Note: The guitar needs a really solid earth connection. This should be provided either by the guitar amp.
For capture, you need a pedal like the livewire thing I have that has a "through" connection or equivalent pedal that splits the unmodified signal to the amp and then outputs to said cable to your USB interface.
Note: The livewire ADI direct box (LWADI) would work stock EXCEPT for the fact that the input impedance is only ~175K. So you could use it with a clean buffer in front. Or you can change the two resistors as described in my mods and get the impedance higer. But even then, it will be in parallel with your amp which is probably 1M so the impedance seen by the guitar would only be around 400K which is probably ok but some real pedants might take exception to it. So you might just use a clean buffer in front of the LWADI.
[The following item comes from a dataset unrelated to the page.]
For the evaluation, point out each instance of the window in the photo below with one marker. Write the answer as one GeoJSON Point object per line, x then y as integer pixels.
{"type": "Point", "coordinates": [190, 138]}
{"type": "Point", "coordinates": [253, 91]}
For re-amp, you can make another cable but this depends on whether or not the USB audio interface has a balanced output or not. If it does, then use connection diagram 5 probably and just plug right into the amp or pedal board or clean buffer. If it's not balanced, you probably want connection diagram 3 but in this case you are connecting grounds so you might get hum. This is another place where the simple impedance balanced single op amp device I originally mentioned would be good.
Re-amping will definitely require a bit of experimentation. I would just get your cables right as described above and verify that you can capture and re-amp without hum from ground connections. Leave out the pedal board. Play with the levels. If you re-amp into the LWADI you can simultaneously record loopback and verify that the levels are correct. You can also invert and mix the capture track with the re-amp capture and verify that they sum to zero and that they are therefore identical in signal and level.
This is all just thinking out loud though. If I were doing this, I'm sure I would find little issues that need to be tweaked to get a re-amping rig correct.
Note that a lot of comments on the Internet about reamping and devices that are advertised as being good for reamping are total BS. If you invert and mix as described previously and the two signals are verified to be identical, then your good.